Im thinking about trying to grow marijuana using a hdyroponic system. My freinds tried it once with a hdyoponic system they bought that consisted of a bucket with a top and 4 holes for pots, pumps, nutrients, timers, and a light. I would like to build one also, but I would like to homemake it. I have learned that you can use rubbermaid tubs, which I have. However, I have one. Would one tub work for a basic hydroponic system? Im not really sure what all I would need. I know that I would need a water pump and some hoses, I could find those at walmart or any hardware store I suppose. Im not really clear on how to put it together to make it work correctly, and im not really sure on the lighting. They used a light that cost about 90 dollars and it wasnt a flourescent. Would a flourescent light work better with an indoor hydroponic system. Also, what types of seeds or marijuana strain would work best with an indoor hydroponic system? I know that these are alot of quesitons but I would like to know how to get started without have to buy a book. Any help is appreciated.
Thanks.


----------



## yogi dc (Oct 6, 2006)

yes you can use a rubber tub. i have a simailar system going right now and having great resuilts. no, you do not need a water pump all you need is and air pump, air stones, lights and nutes. take a look at my grow.  http://www.marijuanapassion.com/forum/showthread.php?t=5627 good luck if you have any Q just PM me. later


----------



## Stoney Bud (Oct 6, 2006)

Hey CT7537,
You don't need to buy a book, even though that would help you a lot.

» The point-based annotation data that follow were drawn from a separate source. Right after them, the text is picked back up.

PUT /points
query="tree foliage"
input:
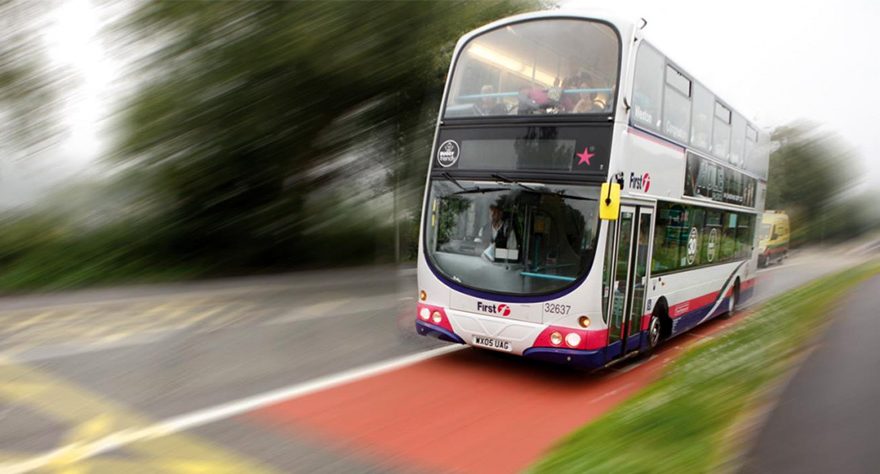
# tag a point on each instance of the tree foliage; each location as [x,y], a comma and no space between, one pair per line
[814,177]
[29,85]
[242,105]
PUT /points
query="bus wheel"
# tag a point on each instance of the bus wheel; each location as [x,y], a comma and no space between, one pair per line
[654,333]
[732,301]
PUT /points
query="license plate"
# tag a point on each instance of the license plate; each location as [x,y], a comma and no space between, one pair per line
[491,343]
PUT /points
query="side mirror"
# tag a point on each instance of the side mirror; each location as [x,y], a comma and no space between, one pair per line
[609,202]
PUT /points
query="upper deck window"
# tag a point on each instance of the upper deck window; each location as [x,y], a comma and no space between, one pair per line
[537,67]
[648,87]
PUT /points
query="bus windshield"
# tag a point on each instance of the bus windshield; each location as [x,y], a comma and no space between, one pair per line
[512,238]
[537,67]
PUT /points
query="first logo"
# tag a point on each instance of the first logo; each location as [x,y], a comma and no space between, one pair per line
[447,153]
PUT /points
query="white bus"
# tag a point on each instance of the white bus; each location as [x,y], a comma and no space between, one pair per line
[587,198]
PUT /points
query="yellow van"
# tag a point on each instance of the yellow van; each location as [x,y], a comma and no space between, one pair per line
[773,237]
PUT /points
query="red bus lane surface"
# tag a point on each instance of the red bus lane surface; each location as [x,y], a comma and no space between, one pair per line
[469,411]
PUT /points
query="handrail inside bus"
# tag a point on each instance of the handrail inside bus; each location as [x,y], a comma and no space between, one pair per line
[514,94]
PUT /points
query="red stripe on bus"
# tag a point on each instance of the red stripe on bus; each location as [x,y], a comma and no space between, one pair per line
[680,309]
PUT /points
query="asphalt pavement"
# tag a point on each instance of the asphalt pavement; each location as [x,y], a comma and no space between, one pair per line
[162,378]
[826,419]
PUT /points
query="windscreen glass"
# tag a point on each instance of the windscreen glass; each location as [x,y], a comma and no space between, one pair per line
[523,238]
[537,67]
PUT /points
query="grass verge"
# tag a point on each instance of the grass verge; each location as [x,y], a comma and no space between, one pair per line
[681,422]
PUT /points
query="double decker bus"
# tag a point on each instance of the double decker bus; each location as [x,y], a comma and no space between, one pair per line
[587,198]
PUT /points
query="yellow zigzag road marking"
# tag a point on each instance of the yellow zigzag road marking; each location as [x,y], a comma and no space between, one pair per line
[99,425]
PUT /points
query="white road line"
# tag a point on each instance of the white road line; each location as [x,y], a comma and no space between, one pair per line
[194,293]
[783,266]
[224,411]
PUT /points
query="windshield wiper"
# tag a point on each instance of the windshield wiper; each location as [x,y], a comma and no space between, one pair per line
[505,179]
[464,190]
[560,193]
[455,182]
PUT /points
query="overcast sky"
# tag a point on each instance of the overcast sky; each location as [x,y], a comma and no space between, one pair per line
[773,61]
[777,61]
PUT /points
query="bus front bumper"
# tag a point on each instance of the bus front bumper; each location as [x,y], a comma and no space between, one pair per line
[427,329]
[589,360]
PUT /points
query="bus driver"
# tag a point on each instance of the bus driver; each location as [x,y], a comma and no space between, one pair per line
[499,236]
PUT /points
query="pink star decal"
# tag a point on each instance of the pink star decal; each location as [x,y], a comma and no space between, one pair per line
[585,156]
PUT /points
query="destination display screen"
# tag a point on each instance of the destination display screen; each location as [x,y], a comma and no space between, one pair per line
[551,149]
[521,154]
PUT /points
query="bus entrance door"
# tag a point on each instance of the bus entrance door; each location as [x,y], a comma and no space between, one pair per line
[630,278]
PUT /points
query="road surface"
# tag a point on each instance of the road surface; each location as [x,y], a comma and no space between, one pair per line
[312,372]
[827,418]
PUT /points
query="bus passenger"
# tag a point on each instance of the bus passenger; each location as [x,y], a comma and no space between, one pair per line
[488,103]
[590,102]
[498,233]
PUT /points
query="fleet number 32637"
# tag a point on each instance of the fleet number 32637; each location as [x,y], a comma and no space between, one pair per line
[553,308]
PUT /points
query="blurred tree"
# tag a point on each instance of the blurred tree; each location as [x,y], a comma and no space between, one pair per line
[811,173]
[243,105]
[29,85]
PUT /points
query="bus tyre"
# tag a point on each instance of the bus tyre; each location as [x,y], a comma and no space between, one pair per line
[732,301]
[655,333]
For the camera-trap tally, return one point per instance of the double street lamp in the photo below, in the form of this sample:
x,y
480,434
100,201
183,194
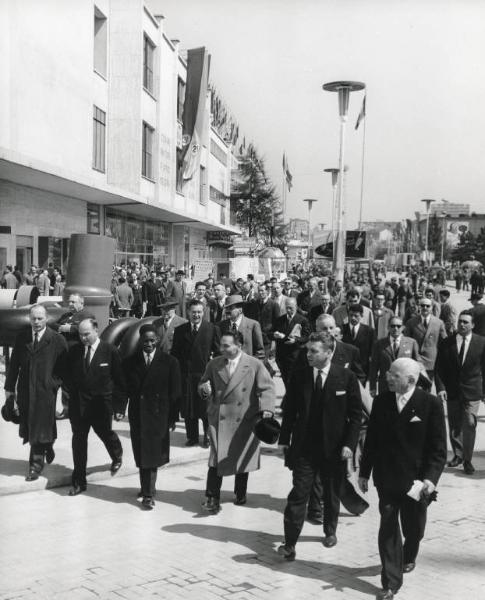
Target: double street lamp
x,y
343,89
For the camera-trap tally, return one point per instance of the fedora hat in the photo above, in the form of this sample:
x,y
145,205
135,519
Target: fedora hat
x,y
234,300
267,430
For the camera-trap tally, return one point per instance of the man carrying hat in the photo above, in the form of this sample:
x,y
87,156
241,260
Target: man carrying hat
x,y
238,390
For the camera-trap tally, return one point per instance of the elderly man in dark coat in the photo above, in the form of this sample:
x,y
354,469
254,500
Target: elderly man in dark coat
x,y
238,390
153,385
36,367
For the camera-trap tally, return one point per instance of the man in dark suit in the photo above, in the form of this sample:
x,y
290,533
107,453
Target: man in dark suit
x,y
405,443
320,429
194,344
359,335
291,332
385,351
154,388
249,328
68,326
460,381
35,369
97,390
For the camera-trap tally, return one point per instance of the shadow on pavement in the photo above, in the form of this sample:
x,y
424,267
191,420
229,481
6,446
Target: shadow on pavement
x,y
262,545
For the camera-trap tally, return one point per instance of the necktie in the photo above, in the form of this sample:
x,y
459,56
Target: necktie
x,y
87,358
319,382
461,354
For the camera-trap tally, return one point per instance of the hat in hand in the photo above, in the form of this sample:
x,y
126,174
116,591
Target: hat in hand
x,y
267,430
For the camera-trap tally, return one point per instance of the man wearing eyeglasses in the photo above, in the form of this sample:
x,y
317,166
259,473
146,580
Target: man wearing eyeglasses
x,y
386,350
427,330
460,381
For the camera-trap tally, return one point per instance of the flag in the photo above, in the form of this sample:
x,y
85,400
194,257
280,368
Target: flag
x,y
361,114
286,172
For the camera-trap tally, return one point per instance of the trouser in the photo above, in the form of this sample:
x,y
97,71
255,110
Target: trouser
x,y
148,479
102,426
304,471
37,455
214,483
462,421
192,428
392,551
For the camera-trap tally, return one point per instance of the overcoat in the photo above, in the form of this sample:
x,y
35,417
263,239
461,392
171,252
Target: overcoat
x,y
38,377
153,395
233,410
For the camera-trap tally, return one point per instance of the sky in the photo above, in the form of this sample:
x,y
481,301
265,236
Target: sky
x,y
423,65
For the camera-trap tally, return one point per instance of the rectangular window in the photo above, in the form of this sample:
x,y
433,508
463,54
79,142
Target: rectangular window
x,y
148,52
99,139
100,42
147,151
180,98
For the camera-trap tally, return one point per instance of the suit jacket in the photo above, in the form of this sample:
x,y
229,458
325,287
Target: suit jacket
x,y
402,447
154,396
383,356
251,332
363,341
99,389
427,338
342,412
166,333
466,382
232,411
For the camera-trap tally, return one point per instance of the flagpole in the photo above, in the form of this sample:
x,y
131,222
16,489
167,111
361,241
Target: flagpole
x,y
362,175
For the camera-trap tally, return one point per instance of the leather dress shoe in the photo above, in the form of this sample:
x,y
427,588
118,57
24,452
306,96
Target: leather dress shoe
x,y
316,519
329,541
211,506
32,475
148,502
116,466
49,455
76,489
287,552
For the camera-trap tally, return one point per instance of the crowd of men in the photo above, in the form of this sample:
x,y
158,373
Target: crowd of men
x,y
210,356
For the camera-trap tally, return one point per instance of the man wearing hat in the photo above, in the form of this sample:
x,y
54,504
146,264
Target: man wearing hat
x,y
249,328
177,290
153,386
167,324
238,391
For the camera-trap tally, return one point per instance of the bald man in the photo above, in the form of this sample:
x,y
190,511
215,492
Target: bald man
x,y
405,443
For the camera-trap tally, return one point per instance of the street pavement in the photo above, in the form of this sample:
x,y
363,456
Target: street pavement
x,y
102,544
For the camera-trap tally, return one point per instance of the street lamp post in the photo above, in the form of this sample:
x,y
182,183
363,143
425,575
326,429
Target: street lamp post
x,y
310,204
343,88
428,204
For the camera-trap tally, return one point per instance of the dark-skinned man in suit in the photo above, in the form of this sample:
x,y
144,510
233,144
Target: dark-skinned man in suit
x,y
405,448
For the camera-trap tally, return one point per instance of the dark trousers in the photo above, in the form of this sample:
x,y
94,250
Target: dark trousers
x,y
214,483
102,426
148,479
462,421
192,428
391,548
37,454
304,471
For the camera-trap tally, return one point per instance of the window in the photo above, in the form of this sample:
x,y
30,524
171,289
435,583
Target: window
x,y
100,42
147,151
180,98
148,51
99,137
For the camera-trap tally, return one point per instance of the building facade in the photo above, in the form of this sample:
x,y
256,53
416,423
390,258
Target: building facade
x,y
91,106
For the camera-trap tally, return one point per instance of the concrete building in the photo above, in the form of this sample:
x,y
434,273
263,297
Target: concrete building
x,y
91,101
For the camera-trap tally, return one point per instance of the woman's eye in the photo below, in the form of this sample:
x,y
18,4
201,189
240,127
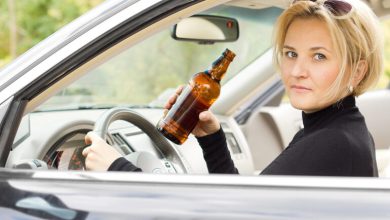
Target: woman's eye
x,y
291,54
319,56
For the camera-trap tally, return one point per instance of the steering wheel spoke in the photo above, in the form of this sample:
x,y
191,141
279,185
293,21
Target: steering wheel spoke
x,y
169,163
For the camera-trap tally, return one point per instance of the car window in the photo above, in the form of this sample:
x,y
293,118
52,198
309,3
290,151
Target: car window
x,y
140,74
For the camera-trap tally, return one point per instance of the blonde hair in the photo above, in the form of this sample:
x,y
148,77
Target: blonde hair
x,y
356,36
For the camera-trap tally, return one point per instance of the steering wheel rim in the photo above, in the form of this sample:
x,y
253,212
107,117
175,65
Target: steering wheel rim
x,y
160,143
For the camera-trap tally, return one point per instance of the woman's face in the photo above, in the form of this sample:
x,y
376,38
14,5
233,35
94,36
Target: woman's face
x,y
309,64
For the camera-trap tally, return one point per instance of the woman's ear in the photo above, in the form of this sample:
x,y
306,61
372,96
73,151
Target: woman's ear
x,y
360,72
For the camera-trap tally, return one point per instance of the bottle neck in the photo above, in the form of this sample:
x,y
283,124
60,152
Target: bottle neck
x,y
218,70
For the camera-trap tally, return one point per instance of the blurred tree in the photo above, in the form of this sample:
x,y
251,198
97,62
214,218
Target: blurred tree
x,y
23,23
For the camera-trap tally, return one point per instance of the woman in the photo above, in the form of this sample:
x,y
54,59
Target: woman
x,y
328,52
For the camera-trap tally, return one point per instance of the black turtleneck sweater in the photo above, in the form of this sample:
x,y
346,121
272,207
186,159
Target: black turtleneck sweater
x,y
334,142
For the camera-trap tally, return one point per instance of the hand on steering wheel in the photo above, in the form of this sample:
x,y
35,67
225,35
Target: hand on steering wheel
x,y
99,155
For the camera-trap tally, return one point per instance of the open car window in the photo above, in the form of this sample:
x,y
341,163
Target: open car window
x,y
144,74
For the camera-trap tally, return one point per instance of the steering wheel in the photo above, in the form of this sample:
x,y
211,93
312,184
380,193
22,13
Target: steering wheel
x,y
169,160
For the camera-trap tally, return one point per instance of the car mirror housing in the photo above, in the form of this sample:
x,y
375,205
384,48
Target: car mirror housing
x,y
206,29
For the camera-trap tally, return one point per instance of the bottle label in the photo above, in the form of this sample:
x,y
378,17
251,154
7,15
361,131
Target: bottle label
x,y
184,114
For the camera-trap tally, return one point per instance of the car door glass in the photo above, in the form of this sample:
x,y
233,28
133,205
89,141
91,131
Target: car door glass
x,y
141,73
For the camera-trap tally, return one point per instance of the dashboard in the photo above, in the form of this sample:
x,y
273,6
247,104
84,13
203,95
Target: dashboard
x,y
56,139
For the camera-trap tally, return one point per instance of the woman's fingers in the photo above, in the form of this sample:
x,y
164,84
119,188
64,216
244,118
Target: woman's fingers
x,y
173,98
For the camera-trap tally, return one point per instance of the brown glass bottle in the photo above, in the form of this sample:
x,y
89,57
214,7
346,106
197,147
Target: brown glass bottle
x,y
200,93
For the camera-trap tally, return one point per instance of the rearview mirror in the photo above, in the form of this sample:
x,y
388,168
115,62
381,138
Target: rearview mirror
x,y
206,29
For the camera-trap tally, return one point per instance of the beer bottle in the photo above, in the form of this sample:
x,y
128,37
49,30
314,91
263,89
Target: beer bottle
x,y
199,94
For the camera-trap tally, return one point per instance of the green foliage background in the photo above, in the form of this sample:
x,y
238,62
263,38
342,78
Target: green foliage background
x,y
37,19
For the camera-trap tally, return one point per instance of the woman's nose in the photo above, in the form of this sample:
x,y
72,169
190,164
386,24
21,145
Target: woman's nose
x,y
299,68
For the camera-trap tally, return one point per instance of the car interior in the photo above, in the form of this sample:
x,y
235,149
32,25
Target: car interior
x,y
136,77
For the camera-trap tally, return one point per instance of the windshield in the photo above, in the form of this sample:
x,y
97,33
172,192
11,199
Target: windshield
x,y
146,73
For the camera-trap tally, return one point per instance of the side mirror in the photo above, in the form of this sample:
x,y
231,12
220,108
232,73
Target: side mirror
x,y
206,29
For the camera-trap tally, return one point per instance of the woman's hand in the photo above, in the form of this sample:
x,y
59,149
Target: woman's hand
x,y
99,155
207,124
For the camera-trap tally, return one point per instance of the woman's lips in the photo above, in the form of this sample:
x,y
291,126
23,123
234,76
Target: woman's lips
x,y
299,88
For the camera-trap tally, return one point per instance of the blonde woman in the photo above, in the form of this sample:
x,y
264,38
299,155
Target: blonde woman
x,y
327,52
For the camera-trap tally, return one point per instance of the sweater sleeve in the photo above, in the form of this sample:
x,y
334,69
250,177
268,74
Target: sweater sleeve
x,y
121,164
216,153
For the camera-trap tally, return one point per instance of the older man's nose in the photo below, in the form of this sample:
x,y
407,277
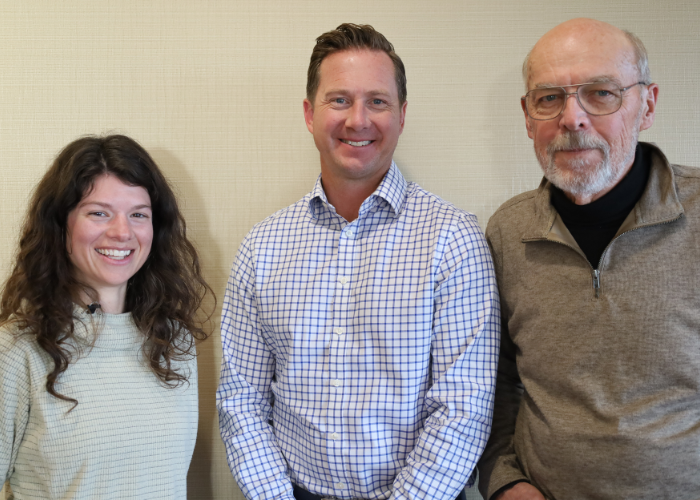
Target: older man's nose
x,y
574,117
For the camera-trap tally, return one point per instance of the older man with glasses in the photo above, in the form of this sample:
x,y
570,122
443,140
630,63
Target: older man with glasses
x,y
598,393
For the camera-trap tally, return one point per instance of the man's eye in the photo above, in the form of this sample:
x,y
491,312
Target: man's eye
x,y
549,98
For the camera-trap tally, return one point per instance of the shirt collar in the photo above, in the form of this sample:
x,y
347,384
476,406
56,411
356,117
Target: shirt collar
x,y
392,189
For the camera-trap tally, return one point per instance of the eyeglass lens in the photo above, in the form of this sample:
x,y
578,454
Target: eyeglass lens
x,y
594,98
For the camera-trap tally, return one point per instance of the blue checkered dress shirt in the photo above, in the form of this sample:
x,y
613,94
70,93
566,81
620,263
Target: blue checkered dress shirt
x,y
359,358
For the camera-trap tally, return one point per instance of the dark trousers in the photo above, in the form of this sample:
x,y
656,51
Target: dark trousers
x,y
301,494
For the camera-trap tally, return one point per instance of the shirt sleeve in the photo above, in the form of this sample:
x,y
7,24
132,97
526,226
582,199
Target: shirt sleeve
x,y
498,466
244,395
15,388
466,336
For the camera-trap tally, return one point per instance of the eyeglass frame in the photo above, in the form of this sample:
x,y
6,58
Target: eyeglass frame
x,y
568,94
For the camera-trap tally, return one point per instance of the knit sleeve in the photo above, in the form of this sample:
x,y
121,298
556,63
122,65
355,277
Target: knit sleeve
x,y
15,389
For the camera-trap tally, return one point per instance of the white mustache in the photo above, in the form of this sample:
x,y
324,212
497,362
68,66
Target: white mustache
x,y
577,140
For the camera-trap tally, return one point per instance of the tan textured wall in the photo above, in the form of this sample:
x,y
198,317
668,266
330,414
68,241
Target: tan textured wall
x,y
213,89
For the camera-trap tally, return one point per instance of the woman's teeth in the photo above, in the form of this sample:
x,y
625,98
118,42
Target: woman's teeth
x,y
353,143
114,254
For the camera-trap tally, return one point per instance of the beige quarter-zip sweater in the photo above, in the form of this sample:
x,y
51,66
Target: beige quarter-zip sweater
x,y
598,395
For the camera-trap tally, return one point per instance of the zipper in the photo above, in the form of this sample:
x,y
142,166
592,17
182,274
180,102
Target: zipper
x,y
595,273
596,283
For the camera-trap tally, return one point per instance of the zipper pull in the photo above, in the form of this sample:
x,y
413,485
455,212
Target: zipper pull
x,y
596,282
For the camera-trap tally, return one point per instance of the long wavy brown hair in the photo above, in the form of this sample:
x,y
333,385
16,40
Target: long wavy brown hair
x,y
164,296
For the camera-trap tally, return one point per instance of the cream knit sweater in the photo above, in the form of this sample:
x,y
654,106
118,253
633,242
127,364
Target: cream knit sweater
x,y
129,437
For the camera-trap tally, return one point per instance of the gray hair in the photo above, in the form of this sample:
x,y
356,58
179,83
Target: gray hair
x,y
640,54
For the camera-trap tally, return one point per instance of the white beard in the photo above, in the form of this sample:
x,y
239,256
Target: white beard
x,y
581,178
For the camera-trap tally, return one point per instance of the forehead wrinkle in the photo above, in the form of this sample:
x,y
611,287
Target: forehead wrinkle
x,y
597,79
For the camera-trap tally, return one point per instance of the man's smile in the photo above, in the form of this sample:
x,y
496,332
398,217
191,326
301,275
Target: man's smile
x,y
356,143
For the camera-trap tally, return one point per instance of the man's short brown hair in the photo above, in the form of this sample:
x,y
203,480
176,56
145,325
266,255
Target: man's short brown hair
x,y
350,36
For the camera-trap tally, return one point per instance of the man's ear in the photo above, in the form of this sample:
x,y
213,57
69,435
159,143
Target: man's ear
x,y
528,123
309,115
650,103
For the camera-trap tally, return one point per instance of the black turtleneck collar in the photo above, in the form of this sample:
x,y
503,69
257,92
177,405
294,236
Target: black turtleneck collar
x,y
594,225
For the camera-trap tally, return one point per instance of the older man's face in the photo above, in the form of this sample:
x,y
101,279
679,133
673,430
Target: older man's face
x,y
587,155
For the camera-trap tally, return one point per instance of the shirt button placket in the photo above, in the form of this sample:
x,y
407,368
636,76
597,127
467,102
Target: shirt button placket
x,y
338,346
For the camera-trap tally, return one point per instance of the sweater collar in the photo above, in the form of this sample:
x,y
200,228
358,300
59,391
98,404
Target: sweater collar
x,y
659,202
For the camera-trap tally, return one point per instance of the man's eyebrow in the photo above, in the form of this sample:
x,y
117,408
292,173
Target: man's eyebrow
x,y
345,92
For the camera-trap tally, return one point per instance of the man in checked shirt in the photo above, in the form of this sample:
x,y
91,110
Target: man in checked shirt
x,y
360,326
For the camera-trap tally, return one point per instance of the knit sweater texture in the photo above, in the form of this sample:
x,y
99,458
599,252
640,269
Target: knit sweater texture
x,y
129,436
598,392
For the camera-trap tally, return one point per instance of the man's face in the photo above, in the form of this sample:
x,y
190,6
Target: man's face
x,y
356,117
582,154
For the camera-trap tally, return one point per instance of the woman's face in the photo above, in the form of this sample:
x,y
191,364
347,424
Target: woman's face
x,y
109,236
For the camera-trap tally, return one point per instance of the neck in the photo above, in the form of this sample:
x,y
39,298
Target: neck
x,y
111,301
347,195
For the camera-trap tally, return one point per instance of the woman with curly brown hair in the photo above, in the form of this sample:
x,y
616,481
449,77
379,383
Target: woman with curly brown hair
x,y
98,376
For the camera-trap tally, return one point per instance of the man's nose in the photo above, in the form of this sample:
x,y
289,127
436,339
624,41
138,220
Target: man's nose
x,y
358,117
573,116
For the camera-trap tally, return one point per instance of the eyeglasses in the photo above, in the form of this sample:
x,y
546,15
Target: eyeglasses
x,y
596,99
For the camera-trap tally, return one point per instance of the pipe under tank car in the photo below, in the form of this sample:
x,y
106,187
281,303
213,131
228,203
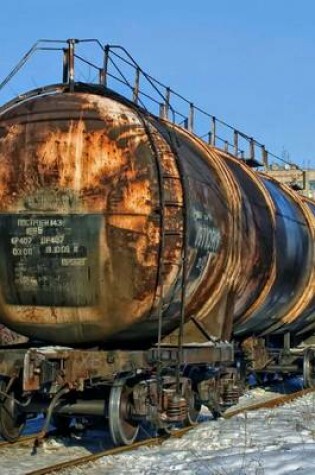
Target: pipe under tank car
x,y
107,213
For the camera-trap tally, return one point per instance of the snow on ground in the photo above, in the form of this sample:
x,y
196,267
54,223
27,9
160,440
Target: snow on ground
x,y
275,441
263,442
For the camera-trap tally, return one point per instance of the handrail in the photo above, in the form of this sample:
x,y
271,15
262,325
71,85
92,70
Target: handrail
x,y
118,65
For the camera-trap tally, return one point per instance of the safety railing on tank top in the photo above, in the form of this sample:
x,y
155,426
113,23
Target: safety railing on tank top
x,y
120,72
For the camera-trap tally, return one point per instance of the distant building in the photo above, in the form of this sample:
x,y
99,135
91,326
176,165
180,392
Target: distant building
x,y
301,180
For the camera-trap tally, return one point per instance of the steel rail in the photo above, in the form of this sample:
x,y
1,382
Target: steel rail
x,y
270,403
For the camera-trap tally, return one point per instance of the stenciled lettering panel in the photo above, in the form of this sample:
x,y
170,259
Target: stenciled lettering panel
x,y
50,260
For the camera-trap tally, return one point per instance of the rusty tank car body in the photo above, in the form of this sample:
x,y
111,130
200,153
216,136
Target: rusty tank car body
x,y
100,203
124,231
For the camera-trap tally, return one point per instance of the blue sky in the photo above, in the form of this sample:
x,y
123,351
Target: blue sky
x,y
251,63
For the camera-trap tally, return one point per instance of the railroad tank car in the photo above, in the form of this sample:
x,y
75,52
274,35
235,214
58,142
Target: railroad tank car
x,y
157,266
101,202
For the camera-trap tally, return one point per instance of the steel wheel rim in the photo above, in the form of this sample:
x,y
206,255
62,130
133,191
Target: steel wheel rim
x,y
122,430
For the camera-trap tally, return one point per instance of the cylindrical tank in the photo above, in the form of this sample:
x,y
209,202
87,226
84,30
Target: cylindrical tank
x,y
106,212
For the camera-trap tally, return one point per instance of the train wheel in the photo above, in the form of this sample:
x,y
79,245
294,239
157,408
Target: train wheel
x,y
12,420
309,368
62,423
120,409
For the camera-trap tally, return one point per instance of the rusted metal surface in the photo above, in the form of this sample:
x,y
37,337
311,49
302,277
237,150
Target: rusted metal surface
x,y
292,266
80,218
106,212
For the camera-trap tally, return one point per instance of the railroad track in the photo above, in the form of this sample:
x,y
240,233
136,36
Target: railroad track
x,y
274,402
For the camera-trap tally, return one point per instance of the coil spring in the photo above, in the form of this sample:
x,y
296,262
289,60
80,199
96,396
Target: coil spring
x,y
231,395
177,409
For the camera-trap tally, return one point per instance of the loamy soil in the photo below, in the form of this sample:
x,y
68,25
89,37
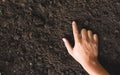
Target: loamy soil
x,y
31,33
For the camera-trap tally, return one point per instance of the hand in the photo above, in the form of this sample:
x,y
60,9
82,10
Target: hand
x,y
85,50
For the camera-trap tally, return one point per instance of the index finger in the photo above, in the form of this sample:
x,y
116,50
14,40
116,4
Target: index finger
x,y
75,31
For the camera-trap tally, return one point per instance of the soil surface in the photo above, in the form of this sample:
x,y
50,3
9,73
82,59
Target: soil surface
x,y
31,33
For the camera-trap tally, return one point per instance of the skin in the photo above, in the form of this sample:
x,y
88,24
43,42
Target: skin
x,y
85,50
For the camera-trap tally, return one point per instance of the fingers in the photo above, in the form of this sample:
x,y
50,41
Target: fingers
x,y
90,35
67,45
75,31
95,37
84,34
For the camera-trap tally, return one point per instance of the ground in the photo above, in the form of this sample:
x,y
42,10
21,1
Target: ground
x,y
31,34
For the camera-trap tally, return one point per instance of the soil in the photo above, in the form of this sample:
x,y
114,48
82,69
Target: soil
x,y
31,33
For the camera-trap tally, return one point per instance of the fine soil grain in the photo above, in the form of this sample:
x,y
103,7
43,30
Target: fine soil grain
x,y
31,34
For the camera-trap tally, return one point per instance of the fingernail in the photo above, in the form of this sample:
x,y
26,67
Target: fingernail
x,y
63,39
73,22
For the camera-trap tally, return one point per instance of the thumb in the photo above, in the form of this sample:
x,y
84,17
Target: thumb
x,y
67,45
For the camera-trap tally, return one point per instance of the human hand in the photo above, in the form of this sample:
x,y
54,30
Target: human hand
x,y
85,49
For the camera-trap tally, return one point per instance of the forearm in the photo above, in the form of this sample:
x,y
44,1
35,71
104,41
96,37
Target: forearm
x,y
95,68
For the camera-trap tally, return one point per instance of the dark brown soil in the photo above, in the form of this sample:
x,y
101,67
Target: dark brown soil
x,y
31,33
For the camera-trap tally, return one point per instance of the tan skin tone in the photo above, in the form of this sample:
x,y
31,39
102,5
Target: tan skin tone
x,y
85,50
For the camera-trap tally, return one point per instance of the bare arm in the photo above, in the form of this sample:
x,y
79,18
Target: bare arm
x,y
85,50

If you just go to the "General Indoor Growing" area of this forum and read, read, and read some more, you'd have most of your questions answered for you. Growing MJ isn't something you can learn in a week. You'll need to do some serious learning first.

Here's a link of most of it in one post made by the owner of this site:

Click here for Growing Guides

And here's a link to the DIY section where you can learn to build several types of growing systems:

Click Here for the DIY area


----------



## Wes (Oct 6, 2006)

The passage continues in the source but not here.